This review was conducted adhering to the synthesis without meta-analysis (SWiM), the Preferred Reporting Items for Systematic reviews and Meta-Analyses (PRISMA) and PRISMA-literature search extension (PRISMA-S) guidelines [12,13,14]. A priori protocol was registered on the Prospero database (CRD42020225154).

Study eligibility criteria

Inclusion criteria were observational studies with data available on FCR or PSA anxiety severity or prevalence in a prostate cancer sample. We included both cross-sectional and longitudinal cohort study (retrospective and prospective) designs. Participants undergoing any management option were included. Studies required the use of a previously validated psychometric tool to measure the outcomes of FCR and PSA anxiety, with prior evidence in a cancer population.

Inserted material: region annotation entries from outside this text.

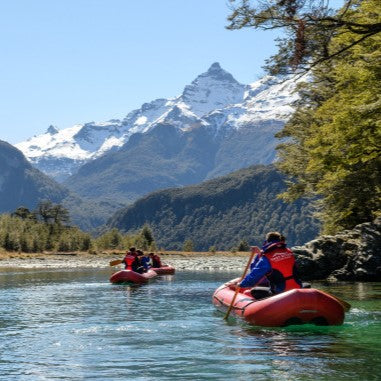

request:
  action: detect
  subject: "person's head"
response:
[266,232,284,242]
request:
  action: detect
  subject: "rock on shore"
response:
[292,217,381,281]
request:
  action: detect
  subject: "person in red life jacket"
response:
[136,250,150,273]
[230,232,302,294]
[122,247,140,272]
[149,253,162,269]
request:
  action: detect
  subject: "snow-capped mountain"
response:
[16,63,296,181]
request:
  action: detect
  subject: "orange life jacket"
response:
[263,247,301,291]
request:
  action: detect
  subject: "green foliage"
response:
[237,240,250,251]
[109,166,319,251]
[0,214,91,253]
[183,239,194,252]
[278,0,381,234]
[93,225,156,251]
[228,0,381,74]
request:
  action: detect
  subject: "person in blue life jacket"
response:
[122,247,140,272]
[138,250,151,272]
[230,232,302,299]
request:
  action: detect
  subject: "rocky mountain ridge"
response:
[16,63,296,182]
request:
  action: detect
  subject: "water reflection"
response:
[0,269,381,381]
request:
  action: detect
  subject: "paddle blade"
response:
[332,295,352,312]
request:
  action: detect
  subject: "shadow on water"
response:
[0,269,381,381]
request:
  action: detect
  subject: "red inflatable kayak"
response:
[110,269,157,284]
[213,284,344,327]
[151,265,175,275]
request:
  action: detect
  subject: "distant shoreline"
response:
[0,251,250,271]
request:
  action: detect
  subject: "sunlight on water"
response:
[0,269,381,381]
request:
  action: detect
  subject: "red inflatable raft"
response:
[151,265,175,275]
[110,269,157,284]
[213,284,344,327]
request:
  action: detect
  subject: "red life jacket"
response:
[123,253,135,270]
[263,247,301,291]
[152,254,161,268]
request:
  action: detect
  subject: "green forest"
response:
[0,201,156,253]
[229,0,381,234]
[108,165,319,251]
[0,0,381,252]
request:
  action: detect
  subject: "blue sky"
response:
[0,0,282,144]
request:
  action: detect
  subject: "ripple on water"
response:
[0,269,381,381]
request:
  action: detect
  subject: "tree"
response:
[183,239,194,252]
[227,0,381,74]
[238,240,250,251]
[37,200,53,224]
[11,206,36,220]
[50,204,70,225]
[278,0,381,233]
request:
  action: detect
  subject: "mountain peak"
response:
[181,62,245,117]
[200,62,238,83]
[46,124,58,135]
[208,62,222,73]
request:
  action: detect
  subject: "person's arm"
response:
[238,257,271,288]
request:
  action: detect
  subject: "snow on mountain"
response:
[16,63,296,181]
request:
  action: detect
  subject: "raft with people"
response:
[110,269,157,284]
[213,282,346,327]
[110,247,175,284]
[213,232,350,327]
[151,265,176,275]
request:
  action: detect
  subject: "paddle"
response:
[110,259,122,266]
[326,292,352,312]
[224,246,259,320]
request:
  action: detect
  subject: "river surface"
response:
[0,269,381,381]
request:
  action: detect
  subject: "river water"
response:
[0,269,381,381]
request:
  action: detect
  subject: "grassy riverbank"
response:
[0,250,250,270]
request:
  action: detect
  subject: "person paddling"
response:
[138,250,150,272]
[122,247,140,272]
[149,253,162,268]
[231,232,302,298]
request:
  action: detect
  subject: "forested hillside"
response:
[108,166,319,250]
[0,140,69,213]
[229,0,381,234]
[0,141,123,231]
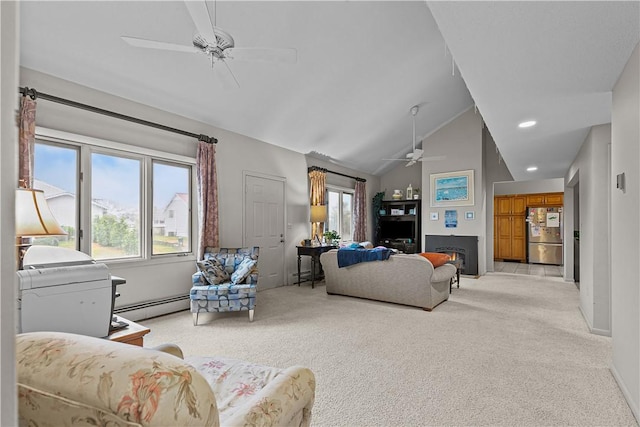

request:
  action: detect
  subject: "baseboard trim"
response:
[591,328,611,337]
[609,363,640,422]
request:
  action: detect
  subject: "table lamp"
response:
[310,205,327,241]
[16,188,67,269]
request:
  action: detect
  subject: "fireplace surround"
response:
[424,234,478,276]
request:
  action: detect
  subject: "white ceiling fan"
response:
[382,105,447,167]
[120,0,298,87]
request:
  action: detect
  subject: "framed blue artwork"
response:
[429,169,474,207]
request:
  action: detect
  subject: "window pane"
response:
[151,162,191,255]
[326,190,340,234]
[32,142,78,249]
[340,193,353,240]
[91,153,140,259]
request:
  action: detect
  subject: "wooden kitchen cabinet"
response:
[493,193,564,262]
[493,195,527,262]
[494,215,527,262]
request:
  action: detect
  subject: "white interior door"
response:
[244,175,285,289]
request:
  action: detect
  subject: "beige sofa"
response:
[16,332,315,427]
[320,250,456,311]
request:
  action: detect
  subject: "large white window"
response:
[32,142,80,249]
[326,186,355,241]
[152,161,191,255]
[91,153,142,259]
[34,131,195,261]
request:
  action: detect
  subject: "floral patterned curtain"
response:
[309,169,327,239]
[18,95,36,188]
[353,180,367,242]
[196,141,220,259]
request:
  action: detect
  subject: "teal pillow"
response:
[196,258,230,285]
[231,257,258,285]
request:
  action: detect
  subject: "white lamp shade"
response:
[311,205,327,222]
[16,188,67,237]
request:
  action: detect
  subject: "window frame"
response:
[149,158,191,258]
[323,184,356,242]
[34,139,82,251]
[36,126,198,265]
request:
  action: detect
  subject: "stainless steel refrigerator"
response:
[527,207,564,265]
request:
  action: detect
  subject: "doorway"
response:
[244,173,285,289]
[573,182,580,289]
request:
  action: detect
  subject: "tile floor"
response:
[493,261,563,277]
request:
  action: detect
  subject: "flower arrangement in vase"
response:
[323,230,340,246]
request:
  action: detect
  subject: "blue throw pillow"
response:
[196,258,234,285]
[231,257,258,284]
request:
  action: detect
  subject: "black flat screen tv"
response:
[380,221,416,240]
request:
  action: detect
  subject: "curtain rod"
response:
[18,86,218,144]
[308,166,367,182]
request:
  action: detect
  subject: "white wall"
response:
[608,44,640,419]
[482,126,513,271]
[379,162,420,201]
[421,108,484,275]
[564,124,611,335]
[0,1,20,426]
[22,68,316,320]
[493,178,564,196]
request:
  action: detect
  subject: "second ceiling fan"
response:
[121,0,297,86]
[382,105,447,167]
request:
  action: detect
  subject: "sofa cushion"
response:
[196,258,230,285]
[231,257,258,284]
[420,252,451,268]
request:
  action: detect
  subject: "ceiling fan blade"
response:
[411,148,424,160]
[120,36,198,53]
[220,59,240,87]
[184,0,218,46]
[224,47,298,64]
[418,156,447,162]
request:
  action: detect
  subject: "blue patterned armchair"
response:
[190,246,260,326]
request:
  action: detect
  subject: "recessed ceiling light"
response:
[518,120,537,128]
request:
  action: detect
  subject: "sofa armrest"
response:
[221,366,316,427]
[16,332,219,426]
[151,343,184,359]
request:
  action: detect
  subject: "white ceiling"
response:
[21,1,640,180]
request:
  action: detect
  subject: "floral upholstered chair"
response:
[16,332,315,427]
[190,246,260,326]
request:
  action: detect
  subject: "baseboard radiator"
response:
[113,294,189,321]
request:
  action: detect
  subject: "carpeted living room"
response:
[0,0,640,427]
[144,273,636,426]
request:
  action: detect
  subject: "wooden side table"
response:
[297,245,338,289]
[107,316,151,347]
[447,258,462,293]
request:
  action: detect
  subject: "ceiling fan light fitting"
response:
[518,120,537,129]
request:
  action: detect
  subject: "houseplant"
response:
[324,230,340,246]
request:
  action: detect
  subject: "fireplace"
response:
[424,234,478,276]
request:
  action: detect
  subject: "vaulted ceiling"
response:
[21,1,640,179]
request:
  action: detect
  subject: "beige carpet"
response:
[141,273,637,426]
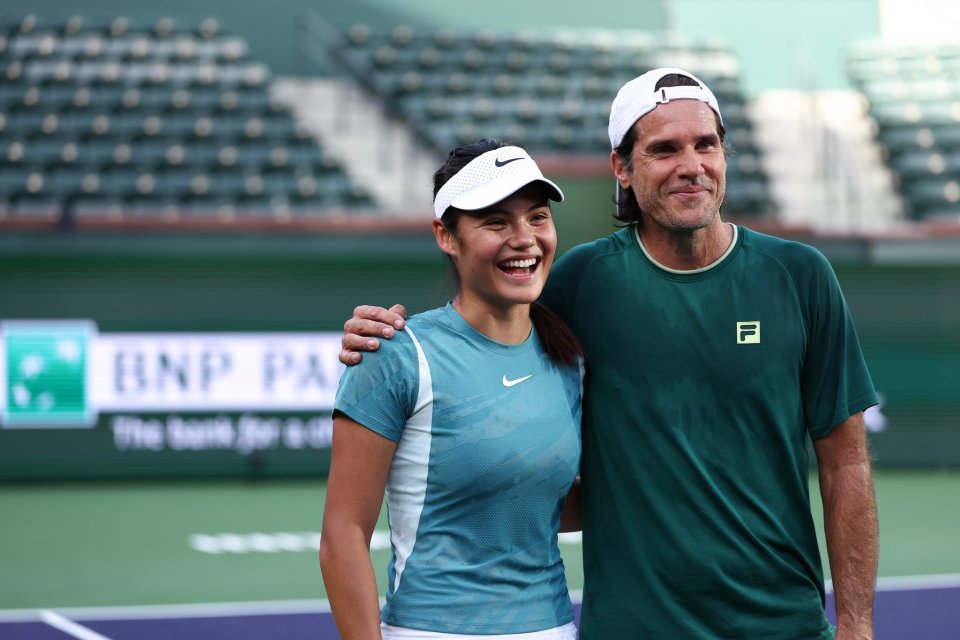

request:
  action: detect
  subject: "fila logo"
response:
[737,320,760,344]
[501,373,533,387]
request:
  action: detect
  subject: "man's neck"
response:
[637,216,736,271]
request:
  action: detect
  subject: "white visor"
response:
[433,147,563,218]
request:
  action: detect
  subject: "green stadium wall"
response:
[0,225,960,481]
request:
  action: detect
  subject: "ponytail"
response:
[530,302,583,367]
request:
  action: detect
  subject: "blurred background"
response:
[0,0,960,637]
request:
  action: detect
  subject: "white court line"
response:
[0,573,960,623]
[40,611,110,640]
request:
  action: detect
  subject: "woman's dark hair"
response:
[613,73,733,224]
[433,138,583,366]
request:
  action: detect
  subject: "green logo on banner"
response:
[0,321,94,428]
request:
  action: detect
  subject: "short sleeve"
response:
[798,250,877,439]
[334,331,419,442]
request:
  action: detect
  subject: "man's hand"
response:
[340,304,407,366]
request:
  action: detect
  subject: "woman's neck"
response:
[453,294,533,344]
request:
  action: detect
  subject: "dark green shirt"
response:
[543,227,877,640]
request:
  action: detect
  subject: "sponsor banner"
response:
[0,320,343,430]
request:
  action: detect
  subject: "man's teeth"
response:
[503,258,537,269]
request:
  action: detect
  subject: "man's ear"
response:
[610,151,630,189]
[433,218,458,257]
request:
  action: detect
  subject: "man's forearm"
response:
[820,460,879,640]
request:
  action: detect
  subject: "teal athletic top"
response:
[335,304,582,635]
[542,226,877,640]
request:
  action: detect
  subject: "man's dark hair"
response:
[613,73,733,224]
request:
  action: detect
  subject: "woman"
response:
[320,140,582,640]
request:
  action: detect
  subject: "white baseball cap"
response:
[607,67,723,149]
[433,147,563,218]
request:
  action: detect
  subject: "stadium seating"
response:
[847,41,960,220]
[318,24,775,216]
[0,14,373,226]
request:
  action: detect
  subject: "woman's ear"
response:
[433,218,458,258]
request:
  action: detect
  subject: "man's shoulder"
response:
[557,225,633,267]
[740,226,826,266]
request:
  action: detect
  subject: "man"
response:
[341,69,877,640]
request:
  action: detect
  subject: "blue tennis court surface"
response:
[0,574,960,640]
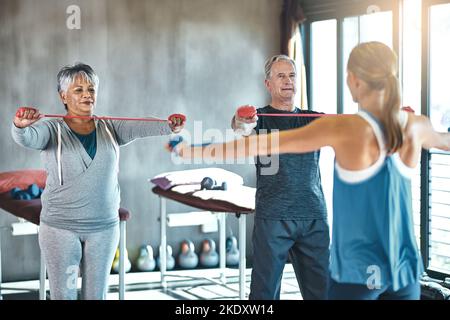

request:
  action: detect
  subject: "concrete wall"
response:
[0,0,282,281]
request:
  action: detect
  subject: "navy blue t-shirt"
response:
[255,105,327,220]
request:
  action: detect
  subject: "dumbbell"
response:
[10,187,31,200]
[200,177,227,191]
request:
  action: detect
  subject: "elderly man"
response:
[232,55,330,300]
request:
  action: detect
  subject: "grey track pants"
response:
[39,223,119,300]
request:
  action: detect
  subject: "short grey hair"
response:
[56,62,99,92]
[264,54,297,80]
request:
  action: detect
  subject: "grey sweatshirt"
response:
[11,119,171,232]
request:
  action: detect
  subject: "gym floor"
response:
[1,264,302,300]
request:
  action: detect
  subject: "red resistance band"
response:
[16,107,186,124]
[237,106,414,118]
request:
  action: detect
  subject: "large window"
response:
[429,3,450,274]
[303,0,450,277]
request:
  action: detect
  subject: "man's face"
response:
[265,61,297,100]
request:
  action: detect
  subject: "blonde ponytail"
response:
[381,74,403,153]
[347,41,403,153]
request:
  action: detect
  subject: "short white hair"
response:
[56,62,99,92]
[264,54,297,80]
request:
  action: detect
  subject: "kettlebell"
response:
[200,177,227,191]
[136,245,156,271]
[200,238,219,268]
[225,236,239,267]
[112,248,131,273]
[178,239,198,269]
[156,245,175,270]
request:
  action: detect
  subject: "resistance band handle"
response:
[16,107,37,118]
[168,113,186,124]
[237,106,256,118]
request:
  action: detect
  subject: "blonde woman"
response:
[171,42,450,299]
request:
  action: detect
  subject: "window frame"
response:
[300,0,450,280]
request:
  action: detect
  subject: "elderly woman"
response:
[12,63,183,300]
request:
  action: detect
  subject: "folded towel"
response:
[150,168,244,190]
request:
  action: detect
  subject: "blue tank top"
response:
[330,111,423,290]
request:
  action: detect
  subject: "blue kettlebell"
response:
[9,187,22,200]
[136,245,156,271]
[226,236,239,267]
[156,245,175,270]
[178,240,198,269]
[200,238,219,268]
[27,183,41,199]
[169,136,183,151]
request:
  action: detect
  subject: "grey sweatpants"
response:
[39,223,119,300]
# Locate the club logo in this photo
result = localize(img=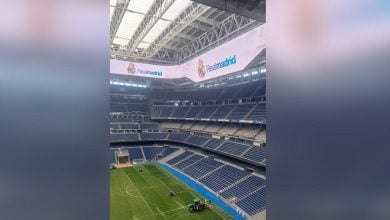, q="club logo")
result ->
[198,60,206,78]
[127,63,135,74]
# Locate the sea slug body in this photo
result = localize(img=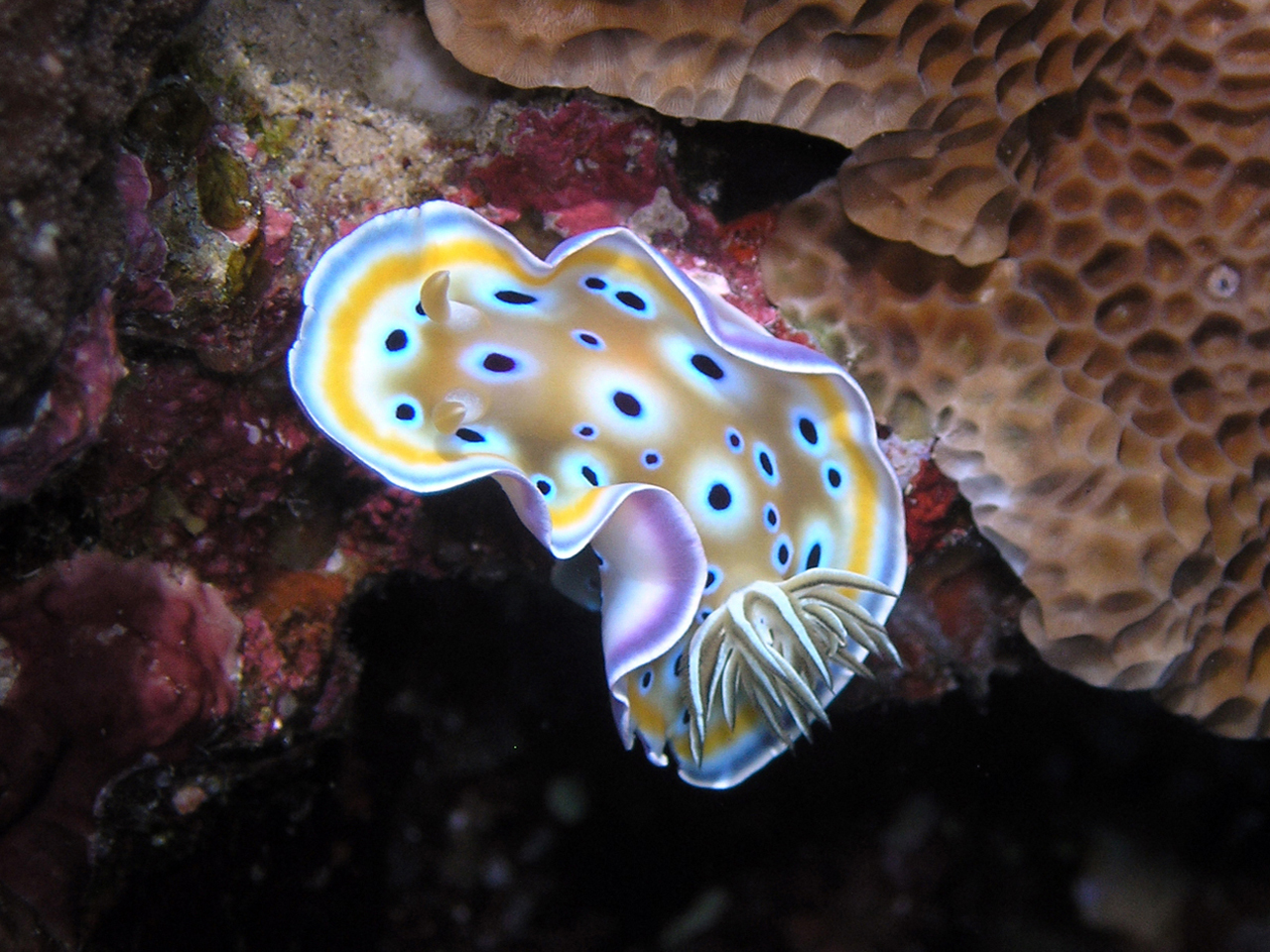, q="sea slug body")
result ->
[290,202,906,787]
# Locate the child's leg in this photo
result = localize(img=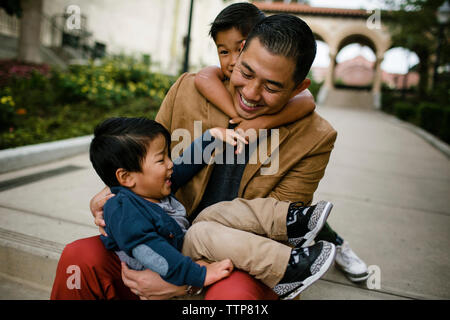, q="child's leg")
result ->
[193,197,290,241]
[182,221,292,288]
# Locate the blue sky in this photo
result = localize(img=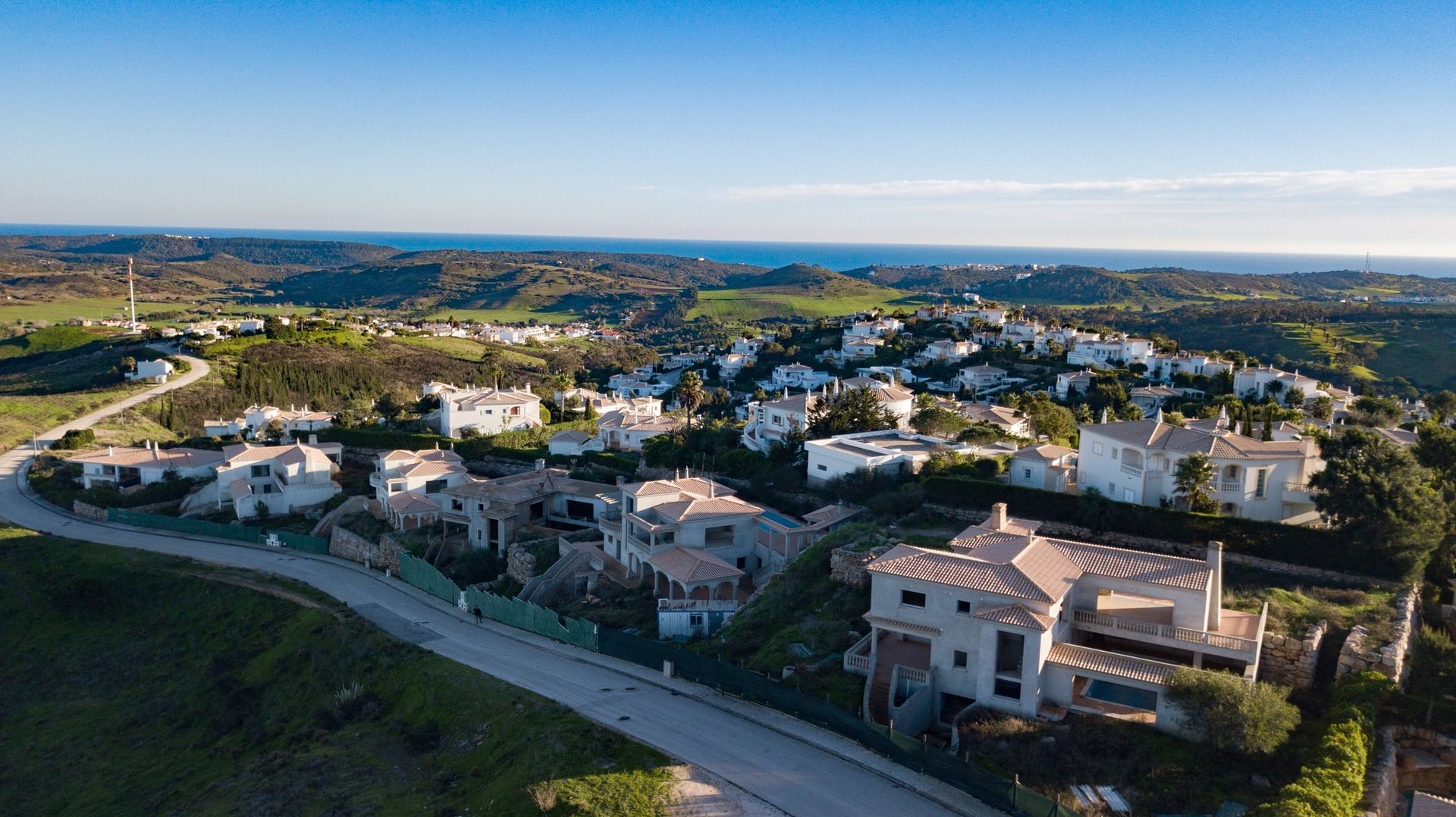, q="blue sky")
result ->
[0,3,1456,255]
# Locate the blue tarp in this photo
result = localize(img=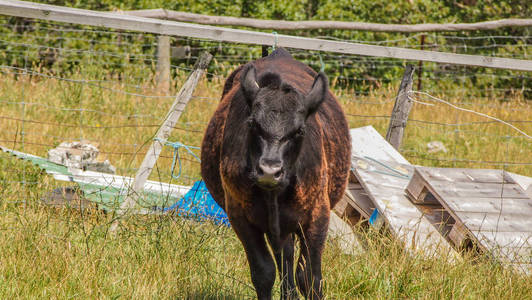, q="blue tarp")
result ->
[164,180,230,226]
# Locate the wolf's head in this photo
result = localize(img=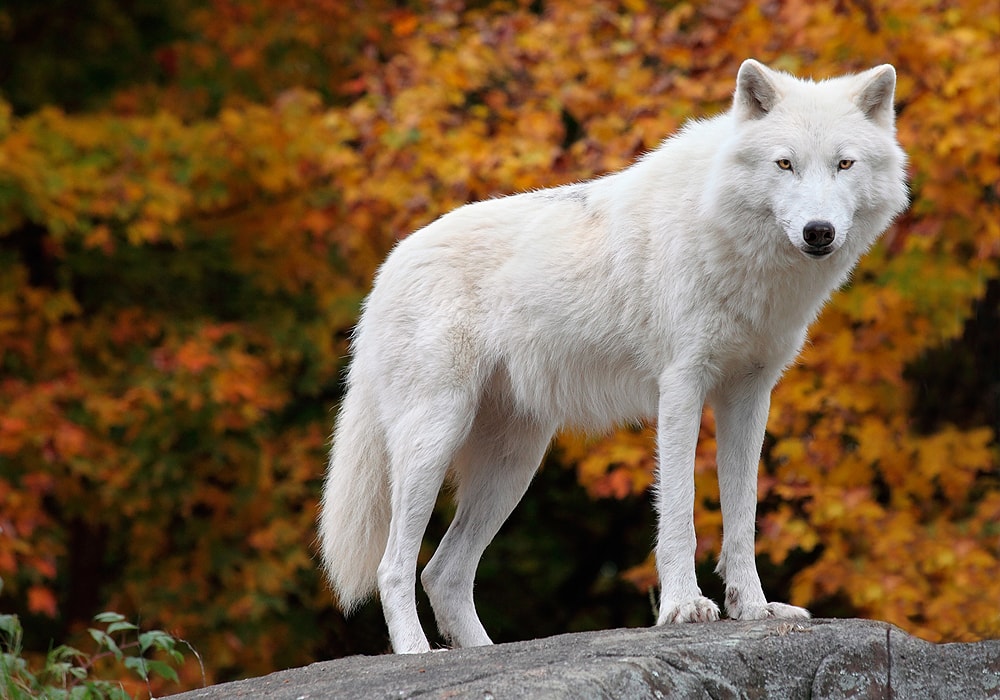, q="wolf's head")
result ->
[727,60,907,264]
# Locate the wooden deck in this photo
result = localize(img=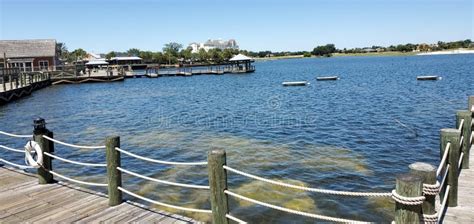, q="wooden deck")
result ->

We excluded all interventional studies, reviews and opinion articles. Conference abstracts with insufficient information for evaluation of study quality and papers without an English translation were also excluded. Where a study sample included a mixed cancer population, this was excluded if individual results for the prostate cancer population were not available. Duplicate datasets were excluded with the most up to date or comprehensive data selected. Lastly, we excluded studies if non-validated outcome measures were used to record FCR or PSA anxiety or if they measured other constructs of mental wellbeing such as generalised distress or anxiety.

Information sources and search

A systematic literature search was conducted on the MEDLINE (via Pubmed), EMBASE and PsycINFO (both via OvidSP) databases from inception to 24/08/2021. The search strategy was piloted prior to use and included a mixture of key words, MeSH terms and commonly used abbreviations relating to prostate cancer, FCR and PSA anxiety (online resource 1). Grey literature was searched through conference abstracts on EMBASE and potentially relevant ongoing studies on clinicaltrials.gov; however, no relevant ongoing studies were identified. Lastly, we conducted a reference review of included articles.

Study selection

Studies were independently screened by two reviewers (CJ and OB) through title, abstract and subsequently full-text review against inclusion criteria. Rayyan software was used to manage and screen identified studies [15]. Discrepancies during screening were discussed, until there was 100% agreement. Lastly, studies deemed as high risk of bias according to our study quality assessment were excluded from final inclusion at this stage. All studies excluded at the full-text stage are listed in online resource 2.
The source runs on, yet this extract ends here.